Perché? Con il freddo, si sa, la frequentazione dei laghetti e delle cave diventa quasi una costante. Sono molti i pregi di queste strutture: comodità, vicinanza a casa, possibilità di incontro con gli amici di pesca, eccetera. Non ultimo e, certamente molto più importante del resto, il tipo di pesca che da frenetica cattura di carpe, come si ha durante la bella stagione, si trasforma in una ricerca nella quale bisogna mettere in campo tutta la propria esperienza. Il freddo, infatti, deprime l'attività dei pesci e li rende assai diffidenti.

Tutto questo è conseguenza del fatto che i pesci, come altri animali, sono ectotermi, cioè il loro corpo ha la stessa temperatura dell'ambiente che li circonda. Tutto questo, in particolari ambienti e quello acquatico è uno di questi, ha un vantaggio evolutivo non indifferente che consiste nel poter avere consumi energetici molto bassi quando le condizioni ambientali sono sfavorevoli, come nel caso della bassa temperatura.

La conseguenza principale è che questi animali non hanno la necessità di alimentarsi con continuità come invece accade agli animali omeotermi, come gli uccelli e i mammiferi, che devono consumare energia (e alimenti) per mantenere costante la temperatura corporea.

Ecco, allora, la spiegazione a quanto è accaduto al lago: i pesci mangiano quel poco che serve loro in rapporto al fabbisogno energetico del momento e poi chiudono la bocca. Tutto questo serve anche a sfatare il classico detto: “Oggi non mangiano!”

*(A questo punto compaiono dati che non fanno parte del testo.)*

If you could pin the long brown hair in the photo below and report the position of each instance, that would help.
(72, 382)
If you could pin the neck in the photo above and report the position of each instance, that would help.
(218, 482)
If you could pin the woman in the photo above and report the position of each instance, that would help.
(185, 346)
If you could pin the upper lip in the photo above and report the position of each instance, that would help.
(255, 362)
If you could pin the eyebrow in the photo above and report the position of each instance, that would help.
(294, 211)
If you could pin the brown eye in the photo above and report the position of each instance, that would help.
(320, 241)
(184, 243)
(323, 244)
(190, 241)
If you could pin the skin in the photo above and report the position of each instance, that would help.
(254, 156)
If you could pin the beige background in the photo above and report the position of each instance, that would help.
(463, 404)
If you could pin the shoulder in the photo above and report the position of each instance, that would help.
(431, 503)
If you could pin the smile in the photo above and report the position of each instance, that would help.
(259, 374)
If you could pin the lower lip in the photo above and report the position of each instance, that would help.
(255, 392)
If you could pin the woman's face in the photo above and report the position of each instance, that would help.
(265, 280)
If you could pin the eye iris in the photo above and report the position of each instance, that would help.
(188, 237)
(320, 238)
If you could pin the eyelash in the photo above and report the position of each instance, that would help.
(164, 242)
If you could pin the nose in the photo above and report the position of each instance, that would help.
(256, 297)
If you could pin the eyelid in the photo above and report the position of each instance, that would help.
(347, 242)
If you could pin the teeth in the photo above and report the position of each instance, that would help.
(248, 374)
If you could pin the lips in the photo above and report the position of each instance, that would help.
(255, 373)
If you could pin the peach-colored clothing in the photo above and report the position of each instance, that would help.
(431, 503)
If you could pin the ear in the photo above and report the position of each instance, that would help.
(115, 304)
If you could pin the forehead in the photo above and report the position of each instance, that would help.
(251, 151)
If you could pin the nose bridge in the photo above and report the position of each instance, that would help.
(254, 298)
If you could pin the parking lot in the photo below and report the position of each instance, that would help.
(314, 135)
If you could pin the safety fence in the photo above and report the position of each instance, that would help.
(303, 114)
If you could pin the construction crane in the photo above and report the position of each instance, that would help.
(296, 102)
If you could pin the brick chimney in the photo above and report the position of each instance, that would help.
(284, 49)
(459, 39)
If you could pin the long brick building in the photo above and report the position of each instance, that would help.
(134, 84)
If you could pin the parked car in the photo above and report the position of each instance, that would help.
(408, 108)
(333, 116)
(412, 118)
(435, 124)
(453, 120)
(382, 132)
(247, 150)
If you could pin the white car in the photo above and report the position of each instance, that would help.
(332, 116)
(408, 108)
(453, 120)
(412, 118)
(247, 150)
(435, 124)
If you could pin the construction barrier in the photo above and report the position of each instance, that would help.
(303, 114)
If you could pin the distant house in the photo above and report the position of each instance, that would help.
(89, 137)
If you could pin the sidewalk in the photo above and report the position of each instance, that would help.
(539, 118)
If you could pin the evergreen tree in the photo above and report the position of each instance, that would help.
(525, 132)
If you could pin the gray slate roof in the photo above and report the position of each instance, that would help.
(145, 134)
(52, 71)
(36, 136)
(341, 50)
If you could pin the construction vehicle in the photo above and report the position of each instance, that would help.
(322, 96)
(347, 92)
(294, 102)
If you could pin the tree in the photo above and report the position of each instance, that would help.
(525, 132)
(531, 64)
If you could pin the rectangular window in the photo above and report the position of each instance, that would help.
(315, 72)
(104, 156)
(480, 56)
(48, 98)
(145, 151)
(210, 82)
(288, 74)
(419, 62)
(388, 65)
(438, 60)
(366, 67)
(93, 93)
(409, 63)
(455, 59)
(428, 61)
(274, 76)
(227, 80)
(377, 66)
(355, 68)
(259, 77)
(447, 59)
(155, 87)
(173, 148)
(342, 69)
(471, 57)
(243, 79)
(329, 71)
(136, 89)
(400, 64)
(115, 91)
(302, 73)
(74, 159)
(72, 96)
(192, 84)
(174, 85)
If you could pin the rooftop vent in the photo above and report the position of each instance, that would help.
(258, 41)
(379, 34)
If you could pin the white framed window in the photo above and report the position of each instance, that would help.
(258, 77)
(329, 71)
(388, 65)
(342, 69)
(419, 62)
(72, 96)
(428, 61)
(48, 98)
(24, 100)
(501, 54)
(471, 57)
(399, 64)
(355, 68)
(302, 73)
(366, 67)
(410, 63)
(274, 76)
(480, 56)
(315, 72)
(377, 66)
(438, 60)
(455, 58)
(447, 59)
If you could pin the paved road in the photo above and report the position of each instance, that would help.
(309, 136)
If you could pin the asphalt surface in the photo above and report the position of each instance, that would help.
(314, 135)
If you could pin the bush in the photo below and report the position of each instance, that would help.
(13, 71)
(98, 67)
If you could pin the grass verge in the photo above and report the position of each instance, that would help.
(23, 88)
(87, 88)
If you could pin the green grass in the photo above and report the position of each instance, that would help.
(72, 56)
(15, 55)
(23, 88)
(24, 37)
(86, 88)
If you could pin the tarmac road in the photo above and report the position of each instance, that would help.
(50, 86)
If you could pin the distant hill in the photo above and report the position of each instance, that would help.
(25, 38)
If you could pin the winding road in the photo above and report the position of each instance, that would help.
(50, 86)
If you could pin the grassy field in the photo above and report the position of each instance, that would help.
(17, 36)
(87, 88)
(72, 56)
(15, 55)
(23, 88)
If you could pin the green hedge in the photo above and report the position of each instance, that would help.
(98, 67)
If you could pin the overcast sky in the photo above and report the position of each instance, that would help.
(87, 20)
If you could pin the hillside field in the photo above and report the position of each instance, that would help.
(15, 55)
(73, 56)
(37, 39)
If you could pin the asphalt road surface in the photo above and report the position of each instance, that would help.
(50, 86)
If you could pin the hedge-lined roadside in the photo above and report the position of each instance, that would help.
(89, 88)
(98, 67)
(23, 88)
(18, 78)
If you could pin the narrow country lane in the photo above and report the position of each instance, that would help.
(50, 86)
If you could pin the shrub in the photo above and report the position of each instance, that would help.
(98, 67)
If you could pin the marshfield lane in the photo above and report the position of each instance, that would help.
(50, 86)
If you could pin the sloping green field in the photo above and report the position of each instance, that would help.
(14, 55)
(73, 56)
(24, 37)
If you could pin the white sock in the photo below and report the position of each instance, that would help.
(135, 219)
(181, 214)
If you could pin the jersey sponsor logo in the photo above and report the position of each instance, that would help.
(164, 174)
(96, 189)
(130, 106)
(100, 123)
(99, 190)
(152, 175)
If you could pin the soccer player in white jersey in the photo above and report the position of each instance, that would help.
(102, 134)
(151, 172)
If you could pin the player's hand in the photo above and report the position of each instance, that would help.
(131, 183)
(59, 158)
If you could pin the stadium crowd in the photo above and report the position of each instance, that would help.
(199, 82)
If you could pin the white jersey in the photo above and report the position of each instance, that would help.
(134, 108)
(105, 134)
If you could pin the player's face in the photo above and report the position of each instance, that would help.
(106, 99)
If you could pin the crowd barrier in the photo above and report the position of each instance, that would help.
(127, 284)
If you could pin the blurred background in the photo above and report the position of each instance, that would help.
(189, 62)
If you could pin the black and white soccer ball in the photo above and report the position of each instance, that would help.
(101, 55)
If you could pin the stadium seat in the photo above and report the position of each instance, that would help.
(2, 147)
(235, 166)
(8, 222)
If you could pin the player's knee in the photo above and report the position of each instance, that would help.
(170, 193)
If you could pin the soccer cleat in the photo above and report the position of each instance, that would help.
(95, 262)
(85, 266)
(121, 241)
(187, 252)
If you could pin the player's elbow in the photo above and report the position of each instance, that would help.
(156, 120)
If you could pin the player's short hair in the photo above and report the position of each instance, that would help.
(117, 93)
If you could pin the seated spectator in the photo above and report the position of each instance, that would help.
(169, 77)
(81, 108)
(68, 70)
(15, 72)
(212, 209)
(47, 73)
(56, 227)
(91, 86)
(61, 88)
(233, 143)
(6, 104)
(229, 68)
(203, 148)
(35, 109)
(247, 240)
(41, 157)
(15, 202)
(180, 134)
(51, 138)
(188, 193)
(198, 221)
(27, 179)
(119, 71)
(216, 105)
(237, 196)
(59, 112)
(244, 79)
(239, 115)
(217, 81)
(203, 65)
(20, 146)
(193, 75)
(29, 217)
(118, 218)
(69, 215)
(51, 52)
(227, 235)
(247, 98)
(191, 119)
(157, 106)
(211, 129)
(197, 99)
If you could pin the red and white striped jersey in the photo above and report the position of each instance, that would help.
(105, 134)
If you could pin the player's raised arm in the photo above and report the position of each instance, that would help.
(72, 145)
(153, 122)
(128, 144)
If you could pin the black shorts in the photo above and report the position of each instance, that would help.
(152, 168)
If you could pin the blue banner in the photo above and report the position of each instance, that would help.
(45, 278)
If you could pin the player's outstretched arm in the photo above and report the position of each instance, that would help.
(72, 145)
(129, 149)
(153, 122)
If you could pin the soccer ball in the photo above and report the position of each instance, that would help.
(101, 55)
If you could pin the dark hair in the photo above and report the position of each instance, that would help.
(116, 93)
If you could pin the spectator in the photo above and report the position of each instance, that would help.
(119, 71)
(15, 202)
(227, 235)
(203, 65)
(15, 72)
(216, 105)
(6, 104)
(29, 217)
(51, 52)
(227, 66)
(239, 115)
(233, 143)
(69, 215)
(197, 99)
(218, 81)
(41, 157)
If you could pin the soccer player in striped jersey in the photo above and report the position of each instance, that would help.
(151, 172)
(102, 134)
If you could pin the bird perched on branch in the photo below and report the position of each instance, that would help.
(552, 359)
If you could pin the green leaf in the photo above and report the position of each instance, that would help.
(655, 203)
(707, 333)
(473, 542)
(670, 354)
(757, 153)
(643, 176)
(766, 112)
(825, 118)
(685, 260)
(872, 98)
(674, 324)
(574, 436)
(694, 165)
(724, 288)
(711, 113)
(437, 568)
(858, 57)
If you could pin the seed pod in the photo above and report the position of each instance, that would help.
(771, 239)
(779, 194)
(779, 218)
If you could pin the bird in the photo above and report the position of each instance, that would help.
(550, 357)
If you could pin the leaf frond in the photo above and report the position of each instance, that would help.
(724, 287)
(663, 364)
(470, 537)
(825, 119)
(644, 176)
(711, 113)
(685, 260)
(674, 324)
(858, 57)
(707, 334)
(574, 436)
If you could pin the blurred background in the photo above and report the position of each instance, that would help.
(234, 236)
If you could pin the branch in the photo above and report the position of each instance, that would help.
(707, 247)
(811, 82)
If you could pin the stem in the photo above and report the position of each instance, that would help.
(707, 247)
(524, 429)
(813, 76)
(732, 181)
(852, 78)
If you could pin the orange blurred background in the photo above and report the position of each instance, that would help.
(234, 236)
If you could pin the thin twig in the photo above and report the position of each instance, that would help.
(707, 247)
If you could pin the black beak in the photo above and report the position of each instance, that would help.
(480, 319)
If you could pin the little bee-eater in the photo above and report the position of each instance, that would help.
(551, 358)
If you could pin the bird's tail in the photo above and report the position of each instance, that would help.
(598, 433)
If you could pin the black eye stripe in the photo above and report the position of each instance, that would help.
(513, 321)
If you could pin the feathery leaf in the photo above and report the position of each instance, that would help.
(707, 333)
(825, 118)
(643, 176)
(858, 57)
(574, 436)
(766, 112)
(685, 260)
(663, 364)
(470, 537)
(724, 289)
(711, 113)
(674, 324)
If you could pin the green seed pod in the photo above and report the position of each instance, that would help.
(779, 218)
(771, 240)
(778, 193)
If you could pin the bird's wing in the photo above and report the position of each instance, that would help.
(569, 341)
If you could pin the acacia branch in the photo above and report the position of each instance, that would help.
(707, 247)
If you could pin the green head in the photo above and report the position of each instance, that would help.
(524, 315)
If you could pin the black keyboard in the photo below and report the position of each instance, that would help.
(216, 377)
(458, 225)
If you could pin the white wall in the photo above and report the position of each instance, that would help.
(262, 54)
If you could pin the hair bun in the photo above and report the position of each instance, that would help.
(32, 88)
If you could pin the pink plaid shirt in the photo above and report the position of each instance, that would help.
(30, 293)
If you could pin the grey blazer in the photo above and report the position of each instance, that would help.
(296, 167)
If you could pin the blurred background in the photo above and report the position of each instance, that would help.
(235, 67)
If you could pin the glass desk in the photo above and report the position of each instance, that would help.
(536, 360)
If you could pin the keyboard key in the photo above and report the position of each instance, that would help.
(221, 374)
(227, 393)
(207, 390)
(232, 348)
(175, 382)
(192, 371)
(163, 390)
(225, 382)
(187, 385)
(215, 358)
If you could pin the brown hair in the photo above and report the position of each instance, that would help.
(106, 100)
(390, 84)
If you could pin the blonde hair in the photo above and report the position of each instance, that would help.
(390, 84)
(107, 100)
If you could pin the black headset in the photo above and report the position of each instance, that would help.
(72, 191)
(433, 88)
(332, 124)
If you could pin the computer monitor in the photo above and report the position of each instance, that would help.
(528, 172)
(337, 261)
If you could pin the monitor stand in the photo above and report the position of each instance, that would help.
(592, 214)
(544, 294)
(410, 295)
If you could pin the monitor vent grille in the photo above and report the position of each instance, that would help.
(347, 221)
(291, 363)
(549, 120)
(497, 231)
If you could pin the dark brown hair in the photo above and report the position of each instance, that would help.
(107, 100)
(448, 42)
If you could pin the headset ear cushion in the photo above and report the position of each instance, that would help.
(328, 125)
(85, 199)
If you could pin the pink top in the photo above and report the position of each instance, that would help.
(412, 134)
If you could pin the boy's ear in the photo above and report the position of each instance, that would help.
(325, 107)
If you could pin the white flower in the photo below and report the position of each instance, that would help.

Mangiano, invece, ma solo quanto basta loro e, poiché ciò che diamo come pastura per richiamarli deve sempre essere inferiore alla loro ipotetica fame (sta qui l'abilità del pescatore), è chiaro che superare questa quota equivale a ripetere quello che è successo, cioè un bel cappottone dopo le prime rare catture solo per aver valutato come “tanta fame” una risposta immediata del pesce alle prime fiondate.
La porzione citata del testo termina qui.